Publicly Traded Firm: Walmart
Walmart proudly has built its brand image and value proposition on offering the lowest prices to consumers at all times. The downside to this boast is that it has come under fire for not paying employees a fair wage, and not offering its workers adequate benefits. It must, to answer such concerns, find a way to ensure it can still offer low prices using its business model without charging membership fees like its rival Costco (which offers higher wages to its employees than Walmart). Walmart recently raised its hourly minimum wage rate to $11, and in response to concerns about inadequate healthcare, has now begun to offer free health screening events and fitness center passes to employees (Chochrek, 2020). But critics will likely contend that such efforts seem anemic, in light of the massive profits Walmart currently enjoys as an organization.

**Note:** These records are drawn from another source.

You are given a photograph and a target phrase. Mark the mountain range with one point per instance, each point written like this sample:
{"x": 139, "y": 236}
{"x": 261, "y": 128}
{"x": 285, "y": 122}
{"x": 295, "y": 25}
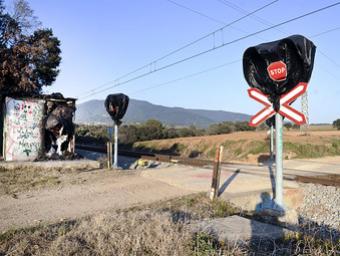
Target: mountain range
{"x": 93, "y": 112}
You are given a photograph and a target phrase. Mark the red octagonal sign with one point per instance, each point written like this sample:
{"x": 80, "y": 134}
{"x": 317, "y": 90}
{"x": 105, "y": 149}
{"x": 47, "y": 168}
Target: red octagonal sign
{"x": 277, "y": 71}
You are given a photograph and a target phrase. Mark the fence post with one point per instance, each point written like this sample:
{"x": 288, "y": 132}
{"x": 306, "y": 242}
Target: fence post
{"x": 215, "y": 184}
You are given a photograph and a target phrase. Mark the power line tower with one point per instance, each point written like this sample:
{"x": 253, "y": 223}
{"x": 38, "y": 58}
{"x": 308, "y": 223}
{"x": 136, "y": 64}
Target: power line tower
{"x": 304, "y": 109}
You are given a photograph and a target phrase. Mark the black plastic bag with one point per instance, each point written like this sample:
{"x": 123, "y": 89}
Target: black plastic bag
{"x": 296, "y": 51}
{"x": 116, "y": 105}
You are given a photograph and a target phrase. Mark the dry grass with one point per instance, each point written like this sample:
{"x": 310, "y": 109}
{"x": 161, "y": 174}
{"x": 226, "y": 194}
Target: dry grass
{"x": 23, "y": 179}
{"x": 250, "y": 146}
{"x": 158, "y": 229}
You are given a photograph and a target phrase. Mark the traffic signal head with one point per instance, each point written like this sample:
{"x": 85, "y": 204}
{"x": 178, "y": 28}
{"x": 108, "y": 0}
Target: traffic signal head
{"x": 116, "y": 105}
{"x": 277, "y": 67}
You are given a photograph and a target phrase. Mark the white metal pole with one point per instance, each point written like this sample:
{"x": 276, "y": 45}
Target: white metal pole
{"x": 115, "y": 158}
{"x": 272, "y": 141}
{"x": 279, "y": 162}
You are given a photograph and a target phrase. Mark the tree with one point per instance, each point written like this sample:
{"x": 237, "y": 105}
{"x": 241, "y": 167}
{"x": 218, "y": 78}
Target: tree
{"x": 29, "y": 56}
{"x": 336, "y": 124}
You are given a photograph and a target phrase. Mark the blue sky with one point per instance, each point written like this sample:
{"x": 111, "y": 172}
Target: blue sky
{"x": 104, "y": 39}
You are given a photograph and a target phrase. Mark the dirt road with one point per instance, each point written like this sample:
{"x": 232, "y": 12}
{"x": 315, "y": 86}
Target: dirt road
{"x": 106, "y": 190}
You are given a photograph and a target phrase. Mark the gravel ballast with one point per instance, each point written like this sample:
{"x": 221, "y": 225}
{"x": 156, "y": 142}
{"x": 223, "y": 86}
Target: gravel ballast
{"x": 321, "y": 208}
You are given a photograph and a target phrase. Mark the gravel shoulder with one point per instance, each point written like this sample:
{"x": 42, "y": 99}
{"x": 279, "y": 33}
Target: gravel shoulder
{"x": 103, "y": 190}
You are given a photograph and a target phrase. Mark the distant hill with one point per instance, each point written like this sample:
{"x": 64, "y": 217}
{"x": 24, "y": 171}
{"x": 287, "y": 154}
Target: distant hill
{"x": 93, "y": 112}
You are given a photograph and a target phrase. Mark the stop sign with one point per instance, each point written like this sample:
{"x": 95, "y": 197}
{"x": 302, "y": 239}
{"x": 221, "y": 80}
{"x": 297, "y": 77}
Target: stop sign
{"x": 277, "y": 71}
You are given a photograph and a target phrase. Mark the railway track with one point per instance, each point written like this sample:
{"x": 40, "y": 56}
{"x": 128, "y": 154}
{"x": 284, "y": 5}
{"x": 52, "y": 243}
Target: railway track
{"x": 303, "y": 176}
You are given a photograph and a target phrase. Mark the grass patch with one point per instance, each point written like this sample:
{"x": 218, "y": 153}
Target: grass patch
{"x": 23, "y": 179}
{"x": 313, "y": 150}
{"x": 161, "y": 228}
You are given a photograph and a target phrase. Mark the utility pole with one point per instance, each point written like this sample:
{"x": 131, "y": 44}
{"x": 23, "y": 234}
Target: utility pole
{"x": 304, "y": 110}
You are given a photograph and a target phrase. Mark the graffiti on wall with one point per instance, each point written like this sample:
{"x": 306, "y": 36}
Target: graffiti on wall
{"x": 23, "y": 129}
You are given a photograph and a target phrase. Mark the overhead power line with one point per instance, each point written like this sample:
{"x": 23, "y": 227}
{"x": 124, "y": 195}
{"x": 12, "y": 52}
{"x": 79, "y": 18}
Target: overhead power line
{"x": 152, "y": 63}
{"x": 268, "y": 23}
{"x": 219, "y": 67}
{"x": 218, "y": 47}
{"x": 205, "y": 15}
{"x": 188, "y": 76}
{"x": 197, "y": 12}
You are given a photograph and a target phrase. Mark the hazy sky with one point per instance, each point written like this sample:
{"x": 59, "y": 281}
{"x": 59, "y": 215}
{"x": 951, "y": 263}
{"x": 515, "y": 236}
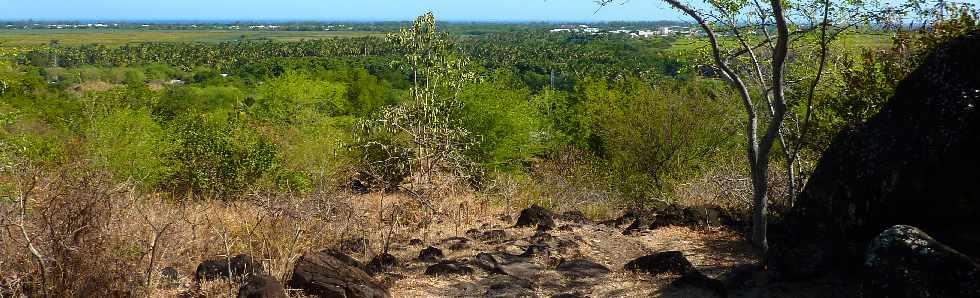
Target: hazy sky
{"x": 454, "y": 10}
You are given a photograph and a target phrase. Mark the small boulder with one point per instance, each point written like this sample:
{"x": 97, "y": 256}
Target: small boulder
{"x": 639, "y": 224}
{"x": 456, "y": 243}
{"x": 487, "y": 262}
{"x": 240, "y": 265}
{"x": 697, "y": 284}
{"x": 541, "y": 238}
{"x": 492, "y": 236}
{"x": 430, "y": 254}
{"x": 353, "y": 245}
{"x": 503, "y": 286}
{"x": 261, "y": 286}
{"x": 905, "y": 262}
{"x": 323, "y": 275}
{"x": 745, "y": 276}
{"x": 536, "y": 250}
{"x": 346, "y": 259}
{"x": 575, "y": 216}
{"x": 448, "y": 267}
{"x": 536, "y": 216}
{"x": 381, "y": 263}
{"x": 664, "y": 262}
{"x": 703, "y": 216}
{"x": 582, "y": 268}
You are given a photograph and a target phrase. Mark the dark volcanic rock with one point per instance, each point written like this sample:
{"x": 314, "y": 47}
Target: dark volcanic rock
{"x": 536, "y": 216}
{"x": 536, "y": 250}
{"x": 323, "y": 275}
{"x": 582, "y": 268}
{"x": 575, "y": 216}
{"x": 353, "y": 245}
{"x": 509, "y": 287}
{"x": 664, "y": 262}
{"x": 448, "y": 267}
{"x": 905, "y": 262}
{"x": 639, "y": 224}
{"x": 492, "y": 236}
{"x": 169, "y": 274}
{"x": 261, "y": 286}
{"x": 346, "y": 259}
{"x": 703, "y": 215}
{"x": 430, "y": 254}
{"x": 743, "y": 276}
{"x": 914, "y": 163}
{"x": 515, "y": 266}
{"x": 381, "y": 263}
{"x": 240, "y": 265}
{"x": 456, "y": 243}
{"x": 488, "y": 262}
{"x": 541, "y": 238}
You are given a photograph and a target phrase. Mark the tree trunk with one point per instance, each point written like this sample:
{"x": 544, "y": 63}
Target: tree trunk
{"x": 760, "y": 183}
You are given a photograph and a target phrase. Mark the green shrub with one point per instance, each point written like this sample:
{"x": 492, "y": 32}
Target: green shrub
{"x": 507, "y": 121}
{"x": 130, "y": 144}
{"x": 280, "y": 99}
{"x": 218, "y": 156}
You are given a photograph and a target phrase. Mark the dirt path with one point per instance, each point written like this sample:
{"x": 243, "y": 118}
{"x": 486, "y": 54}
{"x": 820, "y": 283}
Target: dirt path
{"x": 714, "y": 251}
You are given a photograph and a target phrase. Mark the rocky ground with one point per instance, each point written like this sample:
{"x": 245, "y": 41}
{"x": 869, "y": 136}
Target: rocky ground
{"x": 578, "y": 258}
{"x": 543, "y": 255}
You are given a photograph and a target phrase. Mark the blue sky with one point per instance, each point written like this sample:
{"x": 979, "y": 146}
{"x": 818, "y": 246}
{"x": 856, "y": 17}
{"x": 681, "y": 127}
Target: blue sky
{"x": 350, "y": 10}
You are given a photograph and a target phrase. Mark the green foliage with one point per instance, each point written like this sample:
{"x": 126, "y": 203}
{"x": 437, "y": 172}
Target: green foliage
{"x": 292, "y": 94}
{"x": 507, "y": 121}
{"x": 654, "y": 136}
{"x": 218, "y": 156}
{"x": 426, "y": 134}
{"x": 131, "y": 145}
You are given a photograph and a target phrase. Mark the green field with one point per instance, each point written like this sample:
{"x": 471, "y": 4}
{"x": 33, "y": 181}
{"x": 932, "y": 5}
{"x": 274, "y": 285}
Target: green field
{"x": 34, "y": 37}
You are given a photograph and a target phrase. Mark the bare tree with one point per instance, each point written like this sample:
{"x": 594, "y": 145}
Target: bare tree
{"x": 753, "y": 58}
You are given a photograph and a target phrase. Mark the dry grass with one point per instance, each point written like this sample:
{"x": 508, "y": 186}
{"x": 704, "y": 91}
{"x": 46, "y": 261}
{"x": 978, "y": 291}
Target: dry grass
{"x": 97, "y": 238}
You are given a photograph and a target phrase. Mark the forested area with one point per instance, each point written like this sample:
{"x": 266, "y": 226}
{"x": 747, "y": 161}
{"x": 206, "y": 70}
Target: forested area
{"x": 278, "y": 148}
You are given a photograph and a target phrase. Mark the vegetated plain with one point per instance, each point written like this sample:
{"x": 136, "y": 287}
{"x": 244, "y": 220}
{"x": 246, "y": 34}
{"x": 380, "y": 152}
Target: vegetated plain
{"x": 131, "y": 156}
{"x": 113, "y": 37}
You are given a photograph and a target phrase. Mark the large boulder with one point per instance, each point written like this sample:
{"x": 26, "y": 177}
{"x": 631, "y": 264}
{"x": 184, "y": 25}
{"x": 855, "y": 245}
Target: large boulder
{"x": 905, "y": 262}
{"x": 914, "y": 163}
{"x": 323, "y": 275}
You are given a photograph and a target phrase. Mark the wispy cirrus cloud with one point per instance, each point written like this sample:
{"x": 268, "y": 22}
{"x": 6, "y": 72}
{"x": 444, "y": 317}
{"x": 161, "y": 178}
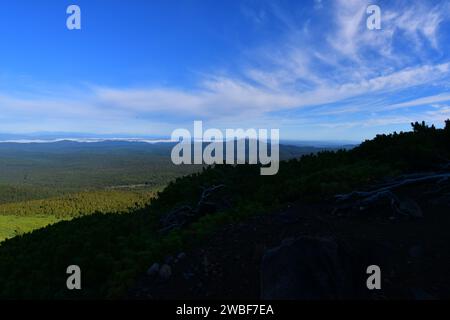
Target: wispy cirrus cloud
{"x": 325, "y": 66}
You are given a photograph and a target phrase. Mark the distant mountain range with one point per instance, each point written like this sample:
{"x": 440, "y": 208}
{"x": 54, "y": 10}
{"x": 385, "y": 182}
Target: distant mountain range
{"x": 52, "y": 137}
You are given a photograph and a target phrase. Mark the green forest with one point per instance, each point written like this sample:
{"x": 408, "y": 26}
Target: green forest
{"x": 113, "y": 249}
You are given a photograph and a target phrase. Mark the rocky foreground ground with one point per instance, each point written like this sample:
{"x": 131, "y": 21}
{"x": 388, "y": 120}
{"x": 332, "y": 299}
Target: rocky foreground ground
{"x": 322, "y": 250}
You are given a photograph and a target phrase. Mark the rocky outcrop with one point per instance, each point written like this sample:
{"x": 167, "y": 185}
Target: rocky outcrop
{"x": 307, "y": 268}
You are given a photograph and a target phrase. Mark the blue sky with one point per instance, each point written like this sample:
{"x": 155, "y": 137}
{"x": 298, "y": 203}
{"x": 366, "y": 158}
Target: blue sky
{"x": 310, "y": 68}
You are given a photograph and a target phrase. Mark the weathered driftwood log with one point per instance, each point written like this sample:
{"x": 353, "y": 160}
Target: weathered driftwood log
{"x": 400, "y": 206}
{"x": 439, "y": 178}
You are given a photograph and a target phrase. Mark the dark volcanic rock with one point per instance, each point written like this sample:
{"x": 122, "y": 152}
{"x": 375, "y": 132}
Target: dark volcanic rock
{"x": 307, "y": 268}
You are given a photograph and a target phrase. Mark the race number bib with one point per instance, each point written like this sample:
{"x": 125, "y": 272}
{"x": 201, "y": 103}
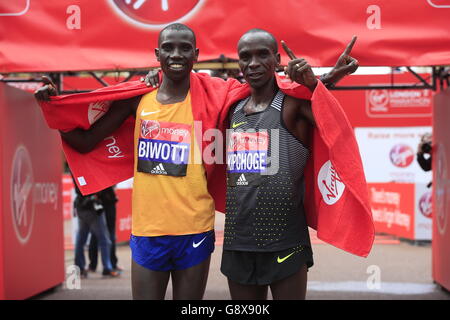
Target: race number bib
{"x": 163, "y": 148}
{"x": 247, "y": 157}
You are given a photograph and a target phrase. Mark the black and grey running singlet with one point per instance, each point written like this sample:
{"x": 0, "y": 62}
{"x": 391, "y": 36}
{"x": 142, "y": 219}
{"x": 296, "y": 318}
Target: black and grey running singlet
{"x": 265, "y": 185}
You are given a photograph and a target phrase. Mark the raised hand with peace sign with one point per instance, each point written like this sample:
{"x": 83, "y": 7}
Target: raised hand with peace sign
{"x": 344, "y": 66}
{"x": 299, "y": 70}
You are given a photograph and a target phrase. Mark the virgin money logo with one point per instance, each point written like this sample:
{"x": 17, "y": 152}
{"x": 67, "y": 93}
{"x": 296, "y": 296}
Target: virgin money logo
{"x": 97, "y": 110}
{"x": 379, "y": 100}
{"x": 439, "y": 3}
{"x": 22, "y": 195}
{"x": 401, "y": 155}
{"x": 425, "y": 204}
{"x": 150, "y": 129}
{"x": 330, "y": 185}
{"x": 155, "y": 14}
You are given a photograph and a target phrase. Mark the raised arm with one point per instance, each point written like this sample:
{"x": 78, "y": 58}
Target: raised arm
{"x": 345, "y": 65}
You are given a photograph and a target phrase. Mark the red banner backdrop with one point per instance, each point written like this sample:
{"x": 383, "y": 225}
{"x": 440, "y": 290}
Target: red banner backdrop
{"x": 31, "y": 221}
{"x": 441, "y": 189}
{"x": 121, "y": 34}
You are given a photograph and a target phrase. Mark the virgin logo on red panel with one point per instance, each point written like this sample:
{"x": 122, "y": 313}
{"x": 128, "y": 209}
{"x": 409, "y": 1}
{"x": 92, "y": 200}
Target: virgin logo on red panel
{"x": 401, "y": 155}
{"x": 154, "y": 14}
{"x": 22, "y": 202}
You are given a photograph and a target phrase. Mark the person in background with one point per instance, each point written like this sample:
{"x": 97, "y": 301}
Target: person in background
{"x": 91, "y": 218}
{"x": 109, "y": 200}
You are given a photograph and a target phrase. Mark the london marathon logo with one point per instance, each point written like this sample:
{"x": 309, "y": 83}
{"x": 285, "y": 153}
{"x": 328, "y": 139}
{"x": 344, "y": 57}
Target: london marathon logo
{"x": 155, "y": 14}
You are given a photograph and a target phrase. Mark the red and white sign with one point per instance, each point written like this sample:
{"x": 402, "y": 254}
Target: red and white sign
{"x": 386, "y": 108}
{"x": 66, "y": 35}
{"x": 441, "y": 190}
{"x": 31, "y": 219}
{"x": 393, "y": 208}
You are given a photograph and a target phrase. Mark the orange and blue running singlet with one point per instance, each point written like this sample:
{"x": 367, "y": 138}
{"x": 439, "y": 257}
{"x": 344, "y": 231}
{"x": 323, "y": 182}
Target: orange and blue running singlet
{"x": 170, "y": 195}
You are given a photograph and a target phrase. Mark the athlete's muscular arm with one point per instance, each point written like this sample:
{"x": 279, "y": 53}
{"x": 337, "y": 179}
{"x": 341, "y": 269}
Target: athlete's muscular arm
{"x": 85, "y": 140}
{"x": 298, "y": 119}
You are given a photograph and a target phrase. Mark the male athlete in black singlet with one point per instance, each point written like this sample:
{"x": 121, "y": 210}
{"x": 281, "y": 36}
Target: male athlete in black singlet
{"x": 266, "y": 240}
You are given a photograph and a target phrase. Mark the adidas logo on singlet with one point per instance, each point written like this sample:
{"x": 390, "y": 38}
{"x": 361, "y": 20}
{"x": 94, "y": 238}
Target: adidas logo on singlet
{"x": 242, "y": 181}
{"x": 159, "y": 169}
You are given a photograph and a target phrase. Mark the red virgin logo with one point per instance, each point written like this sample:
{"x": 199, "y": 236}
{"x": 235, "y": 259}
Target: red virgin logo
{"x": 401, "y": 155}
{"x": 154, "y": 14}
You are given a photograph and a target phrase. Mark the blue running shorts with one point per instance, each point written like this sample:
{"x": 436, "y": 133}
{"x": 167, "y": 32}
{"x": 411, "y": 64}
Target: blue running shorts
{"x": 167, "y": 253}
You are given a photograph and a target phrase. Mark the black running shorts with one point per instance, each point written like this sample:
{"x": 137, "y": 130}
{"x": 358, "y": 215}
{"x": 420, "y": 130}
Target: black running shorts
{"x": 263, "y": 268}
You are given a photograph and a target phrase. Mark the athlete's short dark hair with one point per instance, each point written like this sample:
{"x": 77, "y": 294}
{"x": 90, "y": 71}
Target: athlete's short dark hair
{"x": 177, "y": 27}
{"x": 273, "y": 40}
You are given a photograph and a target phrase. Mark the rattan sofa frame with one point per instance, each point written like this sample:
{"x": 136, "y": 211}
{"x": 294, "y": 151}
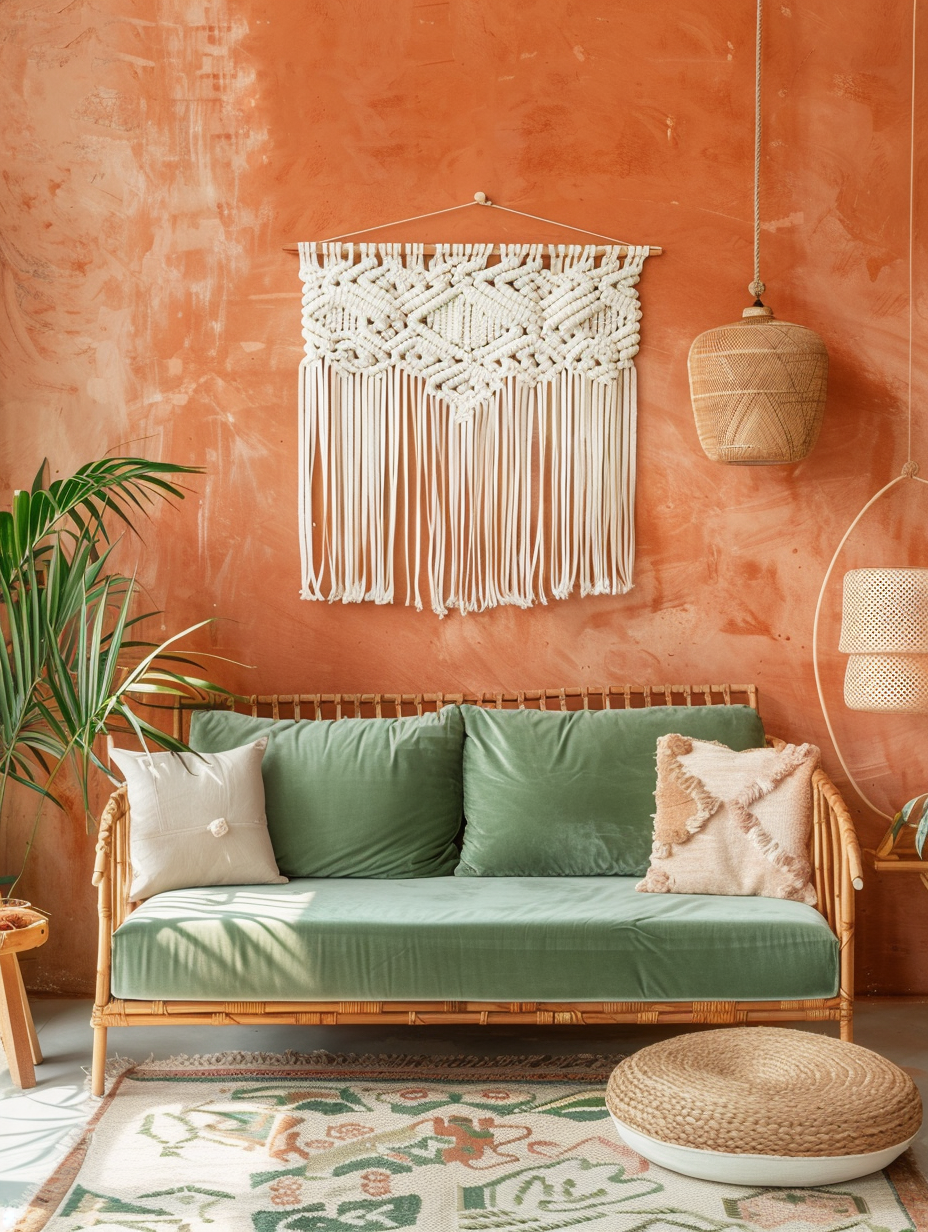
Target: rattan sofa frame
{"x": 834, "y": 854}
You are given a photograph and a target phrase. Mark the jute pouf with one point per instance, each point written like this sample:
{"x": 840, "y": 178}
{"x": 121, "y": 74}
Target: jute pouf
{"x": 764, "y": 1106}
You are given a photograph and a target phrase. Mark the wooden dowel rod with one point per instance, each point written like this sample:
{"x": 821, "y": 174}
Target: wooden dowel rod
{"x": 429, "y": 249}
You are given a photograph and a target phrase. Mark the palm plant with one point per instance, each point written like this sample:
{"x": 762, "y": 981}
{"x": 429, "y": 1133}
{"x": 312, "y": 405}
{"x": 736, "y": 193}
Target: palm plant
{"x": 70, "y": 668}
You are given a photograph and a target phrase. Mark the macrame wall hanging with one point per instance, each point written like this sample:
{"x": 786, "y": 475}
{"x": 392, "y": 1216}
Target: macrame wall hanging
{"x": 467, "y": 421}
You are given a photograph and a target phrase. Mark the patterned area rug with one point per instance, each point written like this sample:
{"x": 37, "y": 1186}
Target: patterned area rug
{"x": 327, "y": 1143}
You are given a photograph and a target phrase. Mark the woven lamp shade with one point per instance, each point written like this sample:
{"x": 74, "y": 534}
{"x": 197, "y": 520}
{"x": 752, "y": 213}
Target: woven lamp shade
{"x": 758, "y": 389}
{"x": 885, "y": 632}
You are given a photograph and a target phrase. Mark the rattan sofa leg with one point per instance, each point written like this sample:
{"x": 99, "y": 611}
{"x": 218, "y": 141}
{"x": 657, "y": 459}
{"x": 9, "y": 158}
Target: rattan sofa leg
{"x": 97, "y": 1074}
{"x": 847, "y": 1020}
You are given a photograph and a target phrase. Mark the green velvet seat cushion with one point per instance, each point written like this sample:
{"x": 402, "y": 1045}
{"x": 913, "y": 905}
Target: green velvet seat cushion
{"x": 358, "y": 797}
{"x": 470, "y": 939}
{"x": 572, "y": 795}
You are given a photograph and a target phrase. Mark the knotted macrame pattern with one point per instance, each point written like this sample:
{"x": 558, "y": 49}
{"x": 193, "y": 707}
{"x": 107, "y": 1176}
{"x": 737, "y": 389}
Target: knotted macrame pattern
{"x": 467, "y": 430}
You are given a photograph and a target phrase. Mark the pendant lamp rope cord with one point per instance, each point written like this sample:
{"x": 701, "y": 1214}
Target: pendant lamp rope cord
{"x": 757, "y": 287}
{"x": 910, "y": 470}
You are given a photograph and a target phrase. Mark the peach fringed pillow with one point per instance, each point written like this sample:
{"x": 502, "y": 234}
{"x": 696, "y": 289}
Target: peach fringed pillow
{"x": 732, "y": 823}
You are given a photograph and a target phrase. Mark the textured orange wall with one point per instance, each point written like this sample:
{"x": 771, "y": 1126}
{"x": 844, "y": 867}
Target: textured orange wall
{"x": 158, "y": 155}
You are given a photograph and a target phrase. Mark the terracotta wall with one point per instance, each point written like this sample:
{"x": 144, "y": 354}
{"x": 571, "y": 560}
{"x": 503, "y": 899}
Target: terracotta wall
{"x": 160, "y": 152}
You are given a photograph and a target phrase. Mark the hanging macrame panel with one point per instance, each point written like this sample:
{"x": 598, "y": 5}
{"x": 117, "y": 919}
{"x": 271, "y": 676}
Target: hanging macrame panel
{"x": 467, "y": 429}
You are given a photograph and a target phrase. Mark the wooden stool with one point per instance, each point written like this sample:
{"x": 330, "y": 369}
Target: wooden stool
{"x": 17, "y": 1030}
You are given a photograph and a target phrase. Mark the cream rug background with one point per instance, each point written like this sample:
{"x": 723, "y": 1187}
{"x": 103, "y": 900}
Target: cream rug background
{"x": 339, "y": 1143}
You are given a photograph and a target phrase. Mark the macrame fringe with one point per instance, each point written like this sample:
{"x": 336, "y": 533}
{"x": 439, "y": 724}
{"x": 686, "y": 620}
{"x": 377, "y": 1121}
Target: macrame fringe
{"x": 467, "y": 431}
{"x": 526, "y": 499}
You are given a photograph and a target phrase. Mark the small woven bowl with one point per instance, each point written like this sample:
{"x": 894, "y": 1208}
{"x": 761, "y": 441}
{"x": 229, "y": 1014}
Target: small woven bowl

Walmart has also made efforts to prohibit shoppers carrying guns in its stores and engaged in more philanthropic efforts (Chochrek, 2021). Given the ubiquity of its low-price stores and the soundness of its supply-chain management enabling Walmart to offer such low prices, as well as its ability to sell at volume, efforts to appease some of its ideological opponents have not resulted in a conservative backlash. But significantly raising wages, in contrast, might be more of a threat to shareholder wealth, as might improving its employee benefits packages.